Attend the Data Science track to learn how organizations use their own dedicated compute resources within Snowflake to easily produce and deploy predictive models and robust data visualizations. These tools generate fresh insights that inform data-driven decisions around real-world business problems. Forecasting, personalization, and anomaly detection are just a few of the benefits innovative organizations address today through data science and machine learning with Snowflake.
Data Science Sessions
Averting Credit Issues with Predictive Modeling
Harmoney operates as a marketplace lending platform, providing personal loans to consumers in New Zealand and Australia. Using a combination of Snowflake and DataRobot, this session will explore how Harmoney employed Snowflake to rapidly produce and deploy a predictive model to avert a previously unseen credit issue with potentially serious implications for the business.
ASICS: Predicting an Athletes Performance … in the Rain
Is our Runkeeper traffic moving because of a recent release, or is it just a change in the weather? Using shared weather data and over a billion historical runs and other workouts stored in Snowflake, we attempt to get to the bottom of this question. Along the way, we’ll cover using the Snowflake Python connector and key data science packages in Jupyter to build predictive models and animated geographic data visualizations. We’ll also explore the impact that weather has on a runners race performance and how it can alter or disrupt the habits of individual runners.
Outreach: Boosting Query Performance with Snowflake
Outreach’s sales engagement platform leverages machine learning (ML) to coordinate email, voice, and social interactions. The need for trustworthy decision making through A/B testing in sales was clear; however, lack of quality infrastructure frequently resulted in invalid tests and inability to correctly guide users through the testing process.
In this session we cover how Snowflake’s multi-cluster, shared data architecture boosted query performance, and how its native support for semi-structured data eliminated the need to conduct schema planning while delivering a single source of truth for error and user event data.
Trimble: Predictive Modeling for Better, Faster Insights
Trimble develops Global Navigation Satellite System receivers, laser rangefinders, unmanned aerial vehicles, inertial navigation systems, and software processing tools.

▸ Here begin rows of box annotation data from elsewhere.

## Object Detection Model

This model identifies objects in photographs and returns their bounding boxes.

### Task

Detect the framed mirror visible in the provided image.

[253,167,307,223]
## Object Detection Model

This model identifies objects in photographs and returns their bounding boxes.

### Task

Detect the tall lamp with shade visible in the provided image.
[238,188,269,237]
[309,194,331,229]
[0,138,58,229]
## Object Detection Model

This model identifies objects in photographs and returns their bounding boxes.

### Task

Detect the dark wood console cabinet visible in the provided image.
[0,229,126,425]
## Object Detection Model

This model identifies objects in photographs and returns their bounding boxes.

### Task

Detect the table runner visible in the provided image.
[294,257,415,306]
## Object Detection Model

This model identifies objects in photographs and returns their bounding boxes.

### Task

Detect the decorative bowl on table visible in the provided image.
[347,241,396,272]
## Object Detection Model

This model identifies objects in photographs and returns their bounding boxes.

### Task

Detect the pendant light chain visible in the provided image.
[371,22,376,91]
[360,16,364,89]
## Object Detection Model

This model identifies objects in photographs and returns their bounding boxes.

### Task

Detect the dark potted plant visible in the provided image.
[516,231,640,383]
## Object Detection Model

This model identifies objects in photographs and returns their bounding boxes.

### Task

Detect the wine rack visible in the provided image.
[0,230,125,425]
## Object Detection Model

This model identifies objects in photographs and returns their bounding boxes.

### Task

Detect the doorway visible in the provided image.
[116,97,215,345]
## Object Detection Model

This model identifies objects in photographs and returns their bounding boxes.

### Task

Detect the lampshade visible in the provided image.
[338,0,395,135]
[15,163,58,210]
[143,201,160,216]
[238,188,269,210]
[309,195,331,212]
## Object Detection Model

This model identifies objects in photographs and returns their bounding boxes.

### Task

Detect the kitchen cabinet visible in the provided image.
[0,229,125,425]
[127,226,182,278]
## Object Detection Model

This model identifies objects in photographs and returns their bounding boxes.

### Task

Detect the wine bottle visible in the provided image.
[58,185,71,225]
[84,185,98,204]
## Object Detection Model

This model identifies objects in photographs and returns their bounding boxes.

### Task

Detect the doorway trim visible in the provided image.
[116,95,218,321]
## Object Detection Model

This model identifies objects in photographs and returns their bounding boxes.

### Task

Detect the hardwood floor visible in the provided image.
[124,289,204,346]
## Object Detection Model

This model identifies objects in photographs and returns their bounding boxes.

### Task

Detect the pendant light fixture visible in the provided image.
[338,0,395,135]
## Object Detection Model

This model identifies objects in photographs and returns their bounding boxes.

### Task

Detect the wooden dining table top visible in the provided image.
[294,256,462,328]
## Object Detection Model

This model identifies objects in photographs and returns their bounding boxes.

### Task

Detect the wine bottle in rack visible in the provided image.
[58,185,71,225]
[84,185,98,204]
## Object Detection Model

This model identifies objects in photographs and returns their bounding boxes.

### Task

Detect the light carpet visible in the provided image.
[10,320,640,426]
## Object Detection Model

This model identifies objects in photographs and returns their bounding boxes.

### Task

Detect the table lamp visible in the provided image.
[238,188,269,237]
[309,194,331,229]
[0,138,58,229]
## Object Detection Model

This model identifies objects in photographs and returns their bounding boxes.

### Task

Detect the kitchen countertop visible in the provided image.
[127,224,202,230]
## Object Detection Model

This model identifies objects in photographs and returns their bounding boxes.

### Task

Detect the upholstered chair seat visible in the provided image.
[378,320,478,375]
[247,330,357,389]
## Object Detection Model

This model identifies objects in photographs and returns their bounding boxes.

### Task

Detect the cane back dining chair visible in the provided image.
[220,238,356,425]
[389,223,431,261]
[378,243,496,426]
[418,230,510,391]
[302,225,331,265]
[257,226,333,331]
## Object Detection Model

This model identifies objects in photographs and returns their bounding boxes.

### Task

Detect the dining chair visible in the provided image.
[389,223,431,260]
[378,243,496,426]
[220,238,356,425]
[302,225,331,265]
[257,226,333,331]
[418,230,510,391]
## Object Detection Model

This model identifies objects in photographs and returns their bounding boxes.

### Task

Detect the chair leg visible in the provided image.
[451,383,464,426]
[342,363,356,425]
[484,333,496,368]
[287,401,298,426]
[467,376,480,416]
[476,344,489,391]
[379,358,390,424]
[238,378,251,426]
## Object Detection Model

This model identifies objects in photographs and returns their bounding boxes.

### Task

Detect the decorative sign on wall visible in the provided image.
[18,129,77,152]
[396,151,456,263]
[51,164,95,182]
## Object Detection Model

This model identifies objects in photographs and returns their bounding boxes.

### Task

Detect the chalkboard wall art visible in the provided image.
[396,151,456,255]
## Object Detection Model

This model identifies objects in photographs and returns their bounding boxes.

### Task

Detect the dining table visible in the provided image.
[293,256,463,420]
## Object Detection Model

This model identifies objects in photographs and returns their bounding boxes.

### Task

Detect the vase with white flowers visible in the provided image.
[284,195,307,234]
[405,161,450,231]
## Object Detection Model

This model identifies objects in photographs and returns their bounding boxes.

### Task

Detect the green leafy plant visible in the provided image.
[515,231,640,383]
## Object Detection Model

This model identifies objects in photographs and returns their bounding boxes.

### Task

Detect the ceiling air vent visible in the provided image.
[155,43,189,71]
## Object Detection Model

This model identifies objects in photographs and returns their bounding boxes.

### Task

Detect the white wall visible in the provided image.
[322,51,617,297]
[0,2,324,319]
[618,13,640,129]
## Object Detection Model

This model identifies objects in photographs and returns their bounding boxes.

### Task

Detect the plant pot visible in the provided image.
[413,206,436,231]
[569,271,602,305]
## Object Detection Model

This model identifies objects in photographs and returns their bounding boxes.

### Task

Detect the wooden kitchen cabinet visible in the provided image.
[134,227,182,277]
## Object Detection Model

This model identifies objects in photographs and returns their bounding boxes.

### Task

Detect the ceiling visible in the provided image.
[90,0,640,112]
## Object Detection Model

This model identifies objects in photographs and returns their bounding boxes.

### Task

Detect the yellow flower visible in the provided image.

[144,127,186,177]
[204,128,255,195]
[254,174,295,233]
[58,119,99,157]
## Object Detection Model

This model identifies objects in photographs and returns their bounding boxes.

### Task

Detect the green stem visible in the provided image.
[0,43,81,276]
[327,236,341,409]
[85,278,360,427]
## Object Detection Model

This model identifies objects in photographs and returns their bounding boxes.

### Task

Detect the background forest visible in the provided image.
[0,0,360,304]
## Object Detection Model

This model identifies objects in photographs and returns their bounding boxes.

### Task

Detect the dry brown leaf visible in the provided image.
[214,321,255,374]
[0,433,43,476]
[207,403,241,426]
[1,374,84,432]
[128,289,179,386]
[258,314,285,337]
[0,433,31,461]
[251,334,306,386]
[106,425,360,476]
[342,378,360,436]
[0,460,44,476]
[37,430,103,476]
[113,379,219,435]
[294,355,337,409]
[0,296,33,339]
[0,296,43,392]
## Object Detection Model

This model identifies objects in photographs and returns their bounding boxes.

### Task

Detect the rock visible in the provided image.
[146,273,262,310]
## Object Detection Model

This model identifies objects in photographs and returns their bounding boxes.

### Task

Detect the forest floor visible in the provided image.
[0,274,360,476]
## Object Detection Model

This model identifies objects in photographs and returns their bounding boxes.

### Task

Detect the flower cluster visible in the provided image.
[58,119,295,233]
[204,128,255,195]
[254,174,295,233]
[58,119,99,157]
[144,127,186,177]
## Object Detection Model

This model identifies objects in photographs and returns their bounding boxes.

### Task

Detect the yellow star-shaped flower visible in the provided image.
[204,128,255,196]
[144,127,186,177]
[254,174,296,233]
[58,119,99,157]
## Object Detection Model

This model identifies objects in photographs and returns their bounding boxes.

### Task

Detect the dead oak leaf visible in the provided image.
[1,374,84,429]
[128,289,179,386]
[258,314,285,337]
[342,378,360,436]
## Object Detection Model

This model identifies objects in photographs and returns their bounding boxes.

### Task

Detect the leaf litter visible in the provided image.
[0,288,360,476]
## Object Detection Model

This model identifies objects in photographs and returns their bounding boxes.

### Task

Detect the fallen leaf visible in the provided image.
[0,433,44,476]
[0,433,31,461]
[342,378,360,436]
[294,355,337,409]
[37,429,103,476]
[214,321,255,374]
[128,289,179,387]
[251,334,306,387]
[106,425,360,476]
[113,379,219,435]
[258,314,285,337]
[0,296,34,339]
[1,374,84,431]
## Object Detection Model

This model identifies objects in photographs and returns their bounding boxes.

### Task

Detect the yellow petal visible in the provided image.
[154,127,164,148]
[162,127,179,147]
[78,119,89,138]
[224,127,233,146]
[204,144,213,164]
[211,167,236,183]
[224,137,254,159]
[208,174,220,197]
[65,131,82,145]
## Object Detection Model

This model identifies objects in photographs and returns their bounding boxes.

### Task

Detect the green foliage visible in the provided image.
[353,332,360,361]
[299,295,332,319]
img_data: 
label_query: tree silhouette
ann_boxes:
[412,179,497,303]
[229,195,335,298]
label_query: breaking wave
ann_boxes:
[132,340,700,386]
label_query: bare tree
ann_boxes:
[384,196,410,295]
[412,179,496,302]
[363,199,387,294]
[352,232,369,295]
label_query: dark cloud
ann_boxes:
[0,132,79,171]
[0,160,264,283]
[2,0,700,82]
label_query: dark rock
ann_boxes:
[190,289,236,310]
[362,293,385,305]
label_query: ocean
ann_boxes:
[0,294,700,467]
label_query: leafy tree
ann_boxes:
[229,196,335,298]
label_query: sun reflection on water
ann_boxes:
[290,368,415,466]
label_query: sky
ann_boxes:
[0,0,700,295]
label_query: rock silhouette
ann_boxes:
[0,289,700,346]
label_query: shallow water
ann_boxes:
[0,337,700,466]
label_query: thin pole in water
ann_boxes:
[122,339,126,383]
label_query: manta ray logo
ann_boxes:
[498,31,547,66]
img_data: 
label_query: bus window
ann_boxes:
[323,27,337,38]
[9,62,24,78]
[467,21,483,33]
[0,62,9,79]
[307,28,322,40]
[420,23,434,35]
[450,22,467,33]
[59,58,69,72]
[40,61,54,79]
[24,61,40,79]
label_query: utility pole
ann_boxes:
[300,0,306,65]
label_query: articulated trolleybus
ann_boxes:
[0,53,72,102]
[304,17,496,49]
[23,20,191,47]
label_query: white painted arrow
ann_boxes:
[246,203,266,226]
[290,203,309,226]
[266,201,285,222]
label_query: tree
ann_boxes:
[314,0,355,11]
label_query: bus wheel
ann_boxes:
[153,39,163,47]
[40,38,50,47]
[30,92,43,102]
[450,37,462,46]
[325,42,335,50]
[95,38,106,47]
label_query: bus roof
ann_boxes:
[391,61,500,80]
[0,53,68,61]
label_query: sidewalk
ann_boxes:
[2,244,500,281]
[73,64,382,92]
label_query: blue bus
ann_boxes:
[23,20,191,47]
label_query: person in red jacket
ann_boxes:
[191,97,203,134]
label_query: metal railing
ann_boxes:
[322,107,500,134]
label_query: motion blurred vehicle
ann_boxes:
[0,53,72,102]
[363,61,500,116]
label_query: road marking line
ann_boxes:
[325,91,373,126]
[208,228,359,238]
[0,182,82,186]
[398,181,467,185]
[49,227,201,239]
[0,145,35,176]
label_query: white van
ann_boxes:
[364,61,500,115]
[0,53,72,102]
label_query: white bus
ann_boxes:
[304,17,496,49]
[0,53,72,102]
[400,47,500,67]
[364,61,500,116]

Come and learn how Trimble uses Snowflake’s robust data connectors and scalable compute to efficiently store and transfer data between tools during the analytics lifecycle of model-building. The end result? Trimble’s data scientists now spend more time developing predictive models and less time waiting for data to become available. They can now quickly build R&D data sets and discover insights that inform and support decision-making for predictive maintenance, video analysis, and employee churn analysis.
Additional sessions will be added when available.